Normally going to a safari park means driving around in your own car taking photos out of your window – unless you’re in the places where the animals eat you, where instead, you have to take photos through a (probably) dirty window, complete with wonderful reflections and optical impurities.
Thankfully someone invented the Big Cat Photographic VIP Experience. Now you get to take photos unobstructed, and close up view of all of the animals that might eat you. But the results are incredible.
Apart from being a really great experience being that close to animals that you’d normally see behind a lot of protection, it also gave me a chance to try out my relatively new Canon RF 800mm f11, along with the even newer Canon RF 70-200 f2.8L – both of them made light work of getting super sharp shots on the Canon EOS R.

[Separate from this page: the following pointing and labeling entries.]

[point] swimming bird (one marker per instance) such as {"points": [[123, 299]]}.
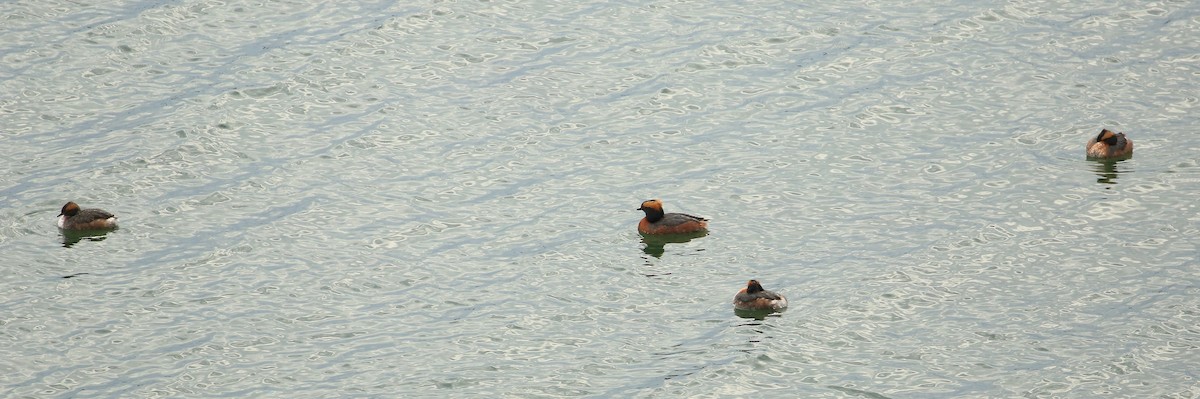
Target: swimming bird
{"points": [[1109, 146], [754, 297], [73, 218], [658, 222]]}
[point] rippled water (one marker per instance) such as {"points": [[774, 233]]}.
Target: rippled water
{"points": [[437, 198]]}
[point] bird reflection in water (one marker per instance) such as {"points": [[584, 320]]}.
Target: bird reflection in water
{"points": [[1107, 171], [655, 245], [73, 237]]}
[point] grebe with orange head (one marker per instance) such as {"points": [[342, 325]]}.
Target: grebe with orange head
{"points": [[658, 222]]}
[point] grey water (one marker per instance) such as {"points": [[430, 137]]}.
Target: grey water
{"points": [[437, 198]]}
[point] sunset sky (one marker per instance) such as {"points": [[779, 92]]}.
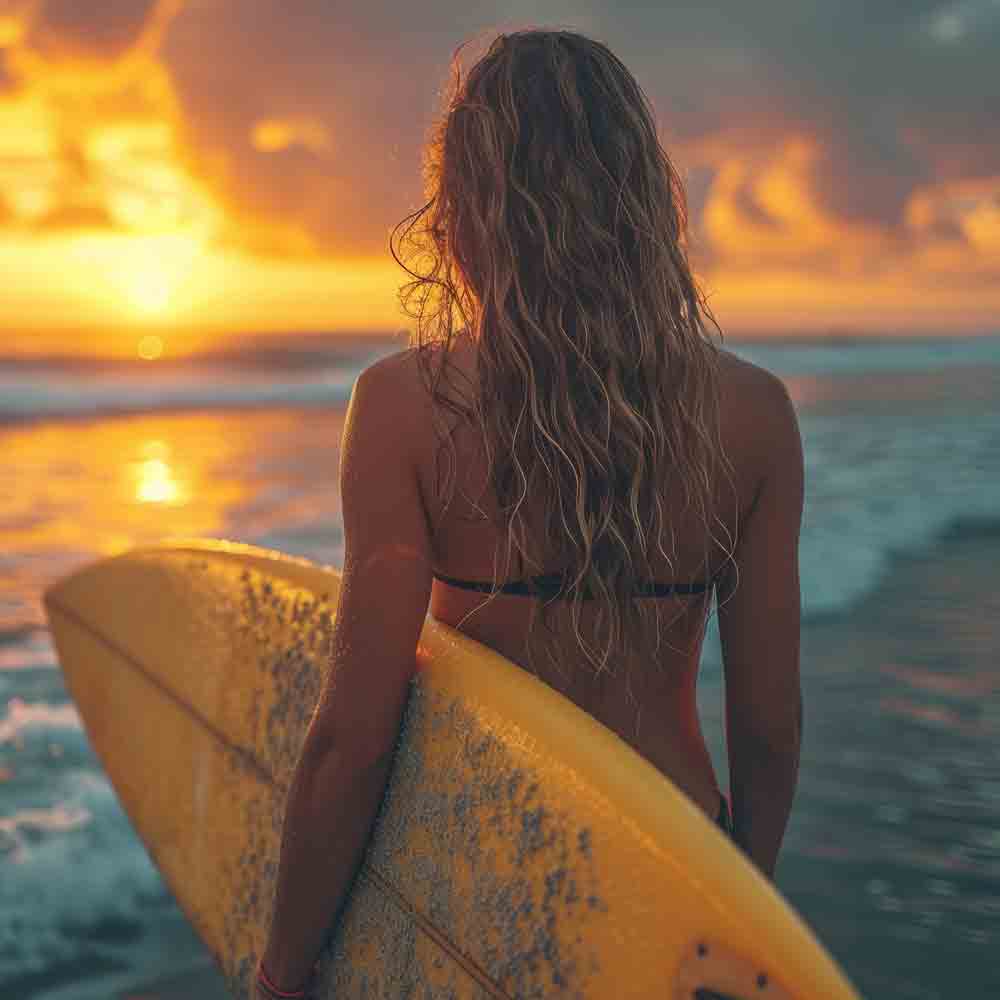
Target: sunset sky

Here are some of the best shots from the day, starting with a Tiger laying on a log, just like a domestic cat would…
This next shot is probably the photo I’m most proud of from the day. It was taken with the RF 800mm, and there’s no crop used here apart from a very slight crop as part of a tiny rotation of the image, so it was perfectly straight, apart from that it’s straight out of the camera.
I felt black and white looked better than the colour version of this shot mainly because it makes it feel a lot scarier. If I had a bucket list of shots I wanted to take before I die, this would be on the list.
Given it was the hottest day of summer the tigers were always either looking for share or surprisingly playing in the water, which according to our guide they never do.
As I said, they were always trying to find shade, not least in this shot where one of them was stalking us and hiding in the bushes, anything to get away from the hot sun.
The Lions were less interesting than the Tigers were, they were mostly just sitting around enjoying the sun, but I did like taking some photos of them, these shots were taken with the 70-200 f2.8L – it’s an amazingly sharp lens, and I love it, but I’ve spent years using a DSLR with a cropped sensor, with the Canon EOS R and its full frame sensor it just isn’t as zoomy as it was on a cropped camera, and I definitely noticed it, especially since It was either 200mm or 800mm and nothing in between.
If you get the chance to go on one of these VIP experiences, I’d certainly recommend it, the kind of shots you can get are infinitely better than what you can get in your car or at a normal zoo.